Amy is a writer for a Maxim-like magazine, and because she hates sports, her editor assigns her to a story about a very successful surgeon who specializes in sports-related leg injuries. The surgeon’s name is Aaron, and he’s so good at what he does that his patients, including LeBron James, become his friends, and he is greeted at Knicks games by all the players. He’s clearly a really nice guy, but he doesn’t seem to have much time or energy for dating. Amy has her own issues: at a very young age, her parents divorced, her father explaining to Amy and her sister Kim that the reason for the divorce is that monogamy doesn’t work. Amy takes it to heart, and although as a grown-up she has a steady boyfriend (a cartoonishly hilarious John Cena as a musclebound meathead), the relationship is open, and Amy has an active and varied sex life.
Amy gets to know Aaron while interviewing him for the article, and while Aaron seems to see in her the woman he’s always wanted, Amy seems to view him as a sex partner she also likes hanging out with. The self-destructive lifestyle she’s curated for herself makes it impossible for her to accept a truly loving relationship, but she can’t help the growing feelings she has.
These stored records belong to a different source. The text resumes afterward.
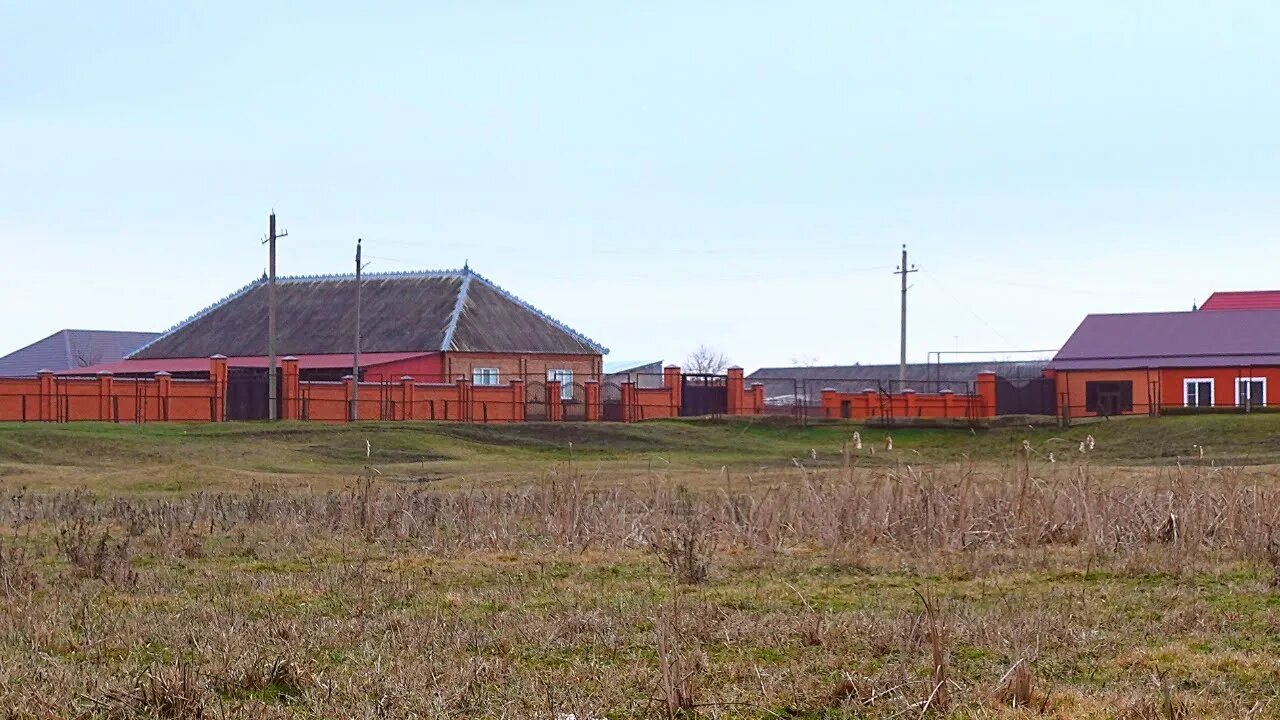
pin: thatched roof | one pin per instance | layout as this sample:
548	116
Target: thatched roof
446	310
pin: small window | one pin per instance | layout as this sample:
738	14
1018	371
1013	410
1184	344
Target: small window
566	381
1251	392
1198	392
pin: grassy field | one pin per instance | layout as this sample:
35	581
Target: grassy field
668	569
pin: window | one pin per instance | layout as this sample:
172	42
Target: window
1251	392
1109	397
566	381
1198	392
Amy Schumer (the actor, not the character) is one of the most important voices in comedy these past few years, a feminist voice that plays by her own rules while working within a male-dominated profession. I say this with no irony or hyperbole: Amy Schumer is the emerging Taylor Swift of comedy. She challenges expectations, calls out hypocrisy, and repeatedly zigs when even her closest observers think she’s going to zag. It says something that this is the first film directed by Judd Apatow that he did not at least co-write. Today’s leading director of comic film broke character in deciding to work with her.
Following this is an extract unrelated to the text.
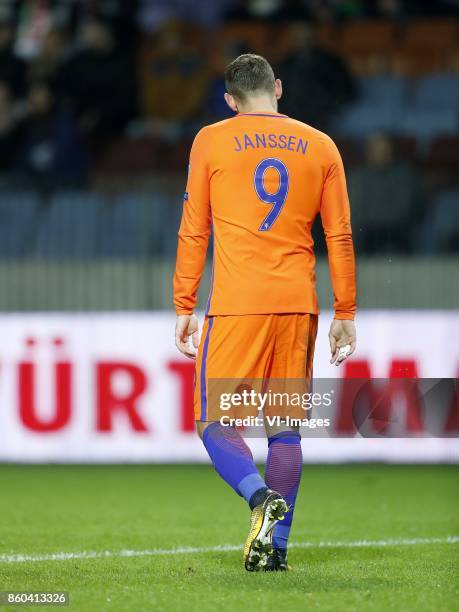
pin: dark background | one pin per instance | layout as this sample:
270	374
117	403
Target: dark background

Yet Schumer and Apatow seem to favor the same aesthetic: each of them is clever and crass in a way that has you looking over your shoulder to see if your parents or kids are within earshot because what you just heard was filthy, but the creative raunchiness is really just a different palate of colors for a story that pretty much stays in the lines. Sometimes it works really, really well, as with The 40-Year-Old Virgin and Knocked Up, but usually, as with This is 40 and, alas, Trainwreck, it feels a little empty and unsatisfying. Despite some really excellent pieces and some creative moments, Trainwreck doesn’t earn its emotional payoff honestly. Scenes with Amy’s father (Colin Quinn) and sister (Brie Larson) are well done and quite moving, but the film expects that to carry over to the romantic storyline, and it simply doesn’t.
We want Amy and Aaron to connect in a meaningful, lasting way, but how and why they do is never satisfactorily established, and that can mean everything in a romantic comedy. It’s a genre that is largely connect-the-dots, but if that last dot isn’t earned, it doesn’t matter that the final picture is a duck: it’s a dishonest duck, a duck that’s never earned.
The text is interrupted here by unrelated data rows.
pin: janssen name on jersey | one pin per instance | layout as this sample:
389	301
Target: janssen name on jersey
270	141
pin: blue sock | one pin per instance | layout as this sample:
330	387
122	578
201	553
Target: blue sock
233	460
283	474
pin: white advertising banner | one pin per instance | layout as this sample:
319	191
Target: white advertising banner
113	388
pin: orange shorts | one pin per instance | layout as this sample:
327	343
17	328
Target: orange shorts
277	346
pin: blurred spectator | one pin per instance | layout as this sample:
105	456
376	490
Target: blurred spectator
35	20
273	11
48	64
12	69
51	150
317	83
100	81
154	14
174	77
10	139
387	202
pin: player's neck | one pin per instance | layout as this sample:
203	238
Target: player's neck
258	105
Apatow has a habit of working with combinations of the same people from movie to movie, which bodes well for future projects. Another shot with the same cast and writer could be brilliant, even groundbreaking, and Schumer is a perfect candidate to make that happen. I want to see more of the thinking that birthed an intervention involving Chris Evert, Matthew Broderick, LeBron James, and Marv Albert, because that’s a hilarious concept. But man, it takes a lot to pull that off and tell a good story, and Trainwreck, while interesting and entertaining, doesn’t quite do that.